Comment est-ce que vous faites pour gérer votre temps, entre votre vie privée (puisque vous êtes aussi mère de famille) et vos projets artistiques ?

C’est impossible ! Entre nous, être artiste et maman, c’est extrêmement difficile. J’ai besoin de ma création. J’ai besoin de mon travail. En soi, mon art est comme un petit enfant. Ce qui fait que quand je ne suis pas assez présente pour mon réel enfant, je me sens coupable. Et quand je ne suis pas assez présente pour mon travail et ma création, je me sens aussi coupable. Donc, en gros, les mères-artistes se sentent constamment… coupables ! Je ne parle pas que pour moi, mais pour toutes les artistes qui sont aussi maman. Je pense que c’est moins compliqué pour les pères. C’est sûrement physiologique.

Quel mérite, en tout cas !

Je pense que je vais mourir jeune ! (rires)

Brisa Roché

Vous avez une tournée prévue pour promouvoir l’album ?

Oui, ça a même déjà commencé. On a déjà pas mal de concert programmés, et des dates vont se préciser une fois que l’album sera sorti. Vous savez, les salles doivent voir comment le public et les médias réagissent à la sortie d’un album avant de se lancer. On doit avoir une douzaine de dates déjà prévues mais je pense que dès la sortie de l’album, la tournée devrait se construire encore plus facilement.

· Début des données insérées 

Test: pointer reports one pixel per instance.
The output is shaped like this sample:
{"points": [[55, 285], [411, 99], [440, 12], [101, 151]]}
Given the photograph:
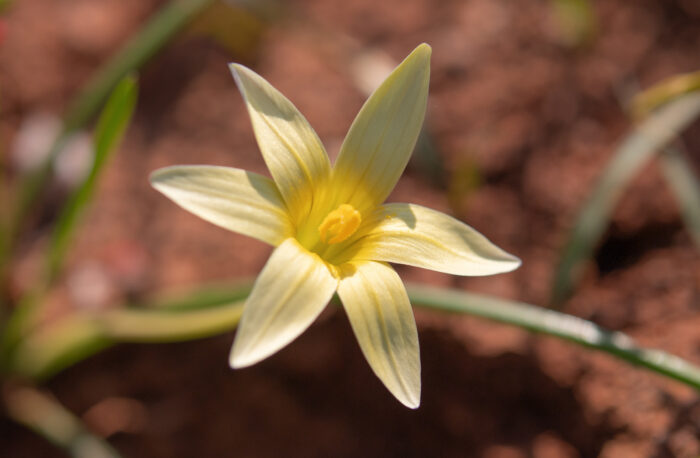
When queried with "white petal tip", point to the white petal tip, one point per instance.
{"points": [[240, 359], [411, 403]]}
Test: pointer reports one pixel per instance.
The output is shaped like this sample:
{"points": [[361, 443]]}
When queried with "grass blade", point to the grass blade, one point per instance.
{"points": [[686, 187], [51, 349], [557, 324], [110, 129], [48, 351], [43, 414], [663, 92], [637, 149], [147, 42]]}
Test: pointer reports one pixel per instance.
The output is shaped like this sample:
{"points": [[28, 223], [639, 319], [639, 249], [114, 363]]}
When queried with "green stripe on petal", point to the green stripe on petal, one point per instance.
{"points": [[380, 313], [234, 199], [291, 149], [381, 139], [288, 295], [421, 237]]}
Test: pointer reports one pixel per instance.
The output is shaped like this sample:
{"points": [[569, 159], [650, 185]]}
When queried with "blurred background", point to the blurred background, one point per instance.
{"points": [[529, 100]]}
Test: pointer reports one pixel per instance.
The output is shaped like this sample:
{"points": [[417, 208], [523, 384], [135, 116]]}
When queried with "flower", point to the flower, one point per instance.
{"points": [[329, 226]]}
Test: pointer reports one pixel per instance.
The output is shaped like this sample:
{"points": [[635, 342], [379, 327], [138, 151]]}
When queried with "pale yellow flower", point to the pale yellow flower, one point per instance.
{"points": [[329, 226]]}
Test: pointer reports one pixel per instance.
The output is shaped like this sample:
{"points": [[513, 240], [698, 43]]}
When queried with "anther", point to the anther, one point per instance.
{"points": [[339, 224]]}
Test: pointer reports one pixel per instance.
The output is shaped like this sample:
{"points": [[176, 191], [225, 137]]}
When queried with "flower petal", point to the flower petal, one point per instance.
{"points": [[421, 237], [382, 137], [291, 149], [234, 199], [288, 295], [381, 317]]}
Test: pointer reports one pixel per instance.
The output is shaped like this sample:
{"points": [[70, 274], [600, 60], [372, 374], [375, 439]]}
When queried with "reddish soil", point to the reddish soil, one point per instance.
{"points": [[533, 118]]}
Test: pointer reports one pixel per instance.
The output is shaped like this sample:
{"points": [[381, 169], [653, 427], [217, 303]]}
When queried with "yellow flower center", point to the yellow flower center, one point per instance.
{"points": [[339, 224]]}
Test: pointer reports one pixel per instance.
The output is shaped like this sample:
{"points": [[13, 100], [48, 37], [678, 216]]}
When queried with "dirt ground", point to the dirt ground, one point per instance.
{"points": [[510, 102]]}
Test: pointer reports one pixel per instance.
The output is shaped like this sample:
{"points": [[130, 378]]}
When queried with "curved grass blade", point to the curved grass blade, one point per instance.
{"points": [[636, 150], [686, 187], [61, 344], [110, 128], [43, 414], [557, 324], [109, 131], [663, 92], [44, 354], [147, 42]]}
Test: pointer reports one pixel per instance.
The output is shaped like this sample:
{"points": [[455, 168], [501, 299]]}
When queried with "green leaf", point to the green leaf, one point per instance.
{"points": [[110, 128], [557, 324], [42, 413], [684, 184], [63, 343], [663, 92], [636, 150]]}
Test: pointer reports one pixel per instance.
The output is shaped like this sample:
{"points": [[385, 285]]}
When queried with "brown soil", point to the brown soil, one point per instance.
{"points": [[536, 120]]}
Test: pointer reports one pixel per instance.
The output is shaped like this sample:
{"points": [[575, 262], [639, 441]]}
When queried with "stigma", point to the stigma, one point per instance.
{"points": [[339, 224]]}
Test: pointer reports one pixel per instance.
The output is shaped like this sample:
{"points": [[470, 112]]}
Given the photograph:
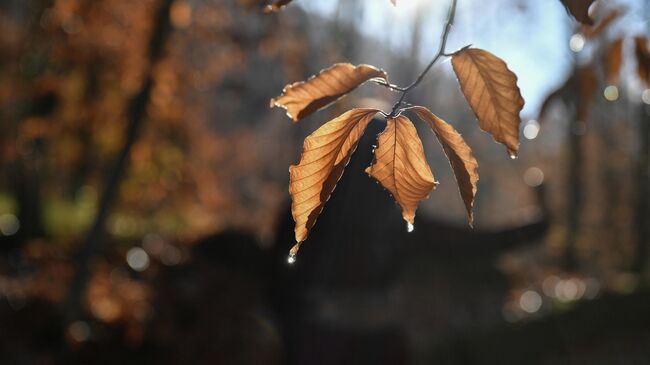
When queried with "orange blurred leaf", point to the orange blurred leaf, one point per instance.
{"points": [[301, 99], [459, 154], [492, 92], [401, 167], [325, 154]]}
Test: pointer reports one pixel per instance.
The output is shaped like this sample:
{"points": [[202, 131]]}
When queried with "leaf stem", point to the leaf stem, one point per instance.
{"points": [[441, 52]]}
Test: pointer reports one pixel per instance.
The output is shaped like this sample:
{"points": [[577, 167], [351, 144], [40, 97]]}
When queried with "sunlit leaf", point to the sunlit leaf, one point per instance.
{"points": [[401, 167], [303, 98], [276, 5], [459, 154], [579, 9], [492, 92], [325, 154]]}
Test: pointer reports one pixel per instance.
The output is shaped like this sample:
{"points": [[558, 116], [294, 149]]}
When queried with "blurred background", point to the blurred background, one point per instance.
{"points": [[144, 211]]}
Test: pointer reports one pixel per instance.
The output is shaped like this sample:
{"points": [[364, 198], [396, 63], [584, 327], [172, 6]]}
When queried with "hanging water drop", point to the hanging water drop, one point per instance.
{"points": [[409, 227], [291, 259]]}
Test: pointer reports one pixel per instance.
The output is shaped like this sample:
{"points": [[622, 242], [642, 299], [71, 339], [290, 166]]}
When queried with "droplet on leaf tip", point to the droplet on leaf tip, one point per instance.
{"points": [[409, 227]]}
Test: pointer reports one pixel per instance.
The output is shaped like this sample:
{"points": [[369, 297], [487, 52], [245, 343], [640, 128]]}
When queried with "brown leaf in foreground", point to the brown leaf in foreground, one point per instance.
{"points": [[325, 154], [459, 154], [580, 10], [401, 167], [492, 92], [276, 5], [643, 59], [303, 98]]}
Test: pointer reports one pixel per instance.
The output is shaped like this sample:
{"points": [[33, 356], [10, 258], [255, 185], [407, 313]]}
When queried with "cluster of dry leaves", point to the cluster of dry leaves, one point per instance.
{"points": [[399, 162]]}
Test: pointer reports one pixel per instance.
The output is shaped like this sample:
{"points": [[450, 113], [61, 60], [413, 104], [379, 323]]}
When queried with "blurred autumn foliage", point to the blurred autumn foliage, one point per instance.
{"points": [[191, 263]]}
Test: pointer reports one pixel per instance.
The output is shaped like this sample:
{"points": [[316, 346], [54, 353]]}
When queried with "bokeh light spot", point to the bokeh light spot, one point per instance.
{"points": [[531, 129], [137, 259], [611, 93], [530, 301], [577, 42]]}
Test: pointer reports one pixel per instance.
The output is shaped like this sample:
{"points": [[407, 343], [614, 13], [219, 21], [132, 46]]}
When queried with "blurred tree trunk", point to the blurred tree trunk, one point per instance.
{"points": [[642, 216], [575, 188], [642, 209], [136, 115]]}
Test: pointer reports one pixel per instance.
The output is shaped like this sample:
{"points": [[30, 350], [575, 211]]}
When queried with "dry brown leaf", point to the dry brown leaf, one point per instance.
{"points": [[303, 98], [459, 154], [276, 5], [643, 59], [614, 60], [492, 92], [401, 167], [325, 154], [580, 10]]}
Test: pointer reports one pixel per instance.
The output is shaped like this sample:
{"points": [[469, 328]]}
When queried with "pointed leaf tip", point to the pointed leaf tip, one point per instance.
{"points": [[303, 98], [458, 153], [325, 154], [492, 92], [400, 166]]}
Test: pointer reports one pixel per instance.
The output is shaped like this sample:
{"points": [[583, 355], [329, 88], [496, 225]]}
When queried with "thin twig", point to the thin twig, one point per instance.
{"points": [[441, 52]]}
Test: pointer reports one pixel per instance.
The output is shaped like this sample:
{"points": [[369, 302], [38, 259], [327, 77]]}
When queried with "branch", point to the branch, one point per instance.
{"points": [[441, 52]]}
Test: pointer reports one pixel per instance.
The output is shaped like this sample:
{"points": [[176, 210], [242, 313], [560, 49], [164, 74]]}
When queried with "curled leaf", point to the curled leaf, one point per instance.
{"points": [[492, 92], [401, 167], [459, 154], [303, 98], [580, 10], [325, 154], [276, 5]]}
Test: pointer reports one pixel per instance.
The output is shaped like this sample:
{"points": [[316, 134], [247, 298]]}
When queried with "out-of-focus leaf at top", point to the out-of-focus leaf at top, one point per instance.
{"points": [[301, 99], [580, 10], [276, 5]]}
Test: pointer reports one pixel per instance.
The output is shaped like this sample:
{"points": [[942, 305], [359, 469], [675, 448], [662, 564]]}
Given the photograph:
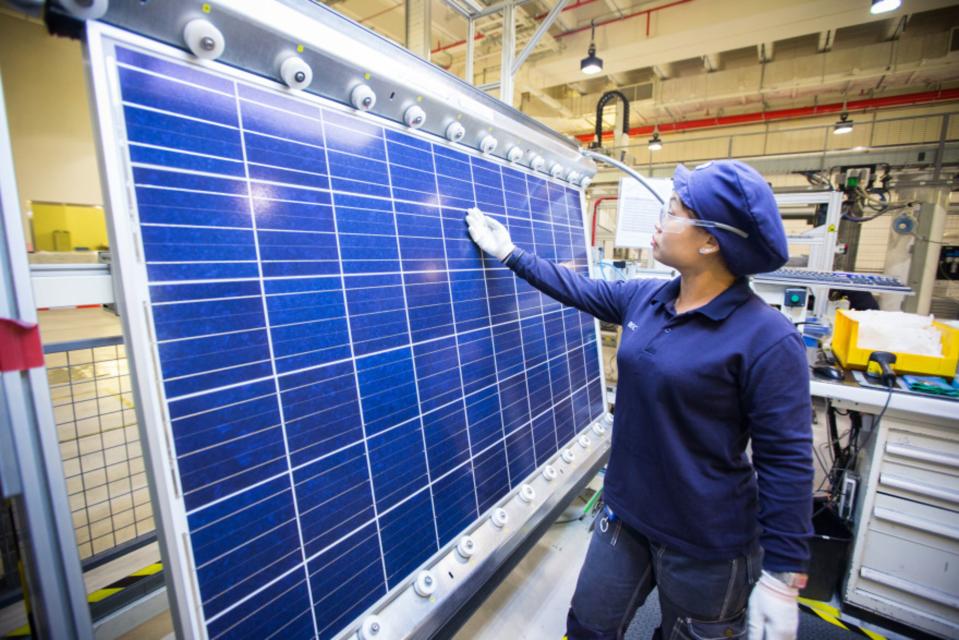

Des tournées en France et aux Etats-Unis ?

Cet album va sortir aux Etats-Unis ce qui n’était pas le cas pour mes précédents albums. J’espère donc pouvoir tourner également aux Etats-Unis, mais une fois encore il faudra attendre de voir si quelque chose se passe avec l’album là-bas. Le territoire principal reste tout de même la France, et nous aurons pas mal de dates ici.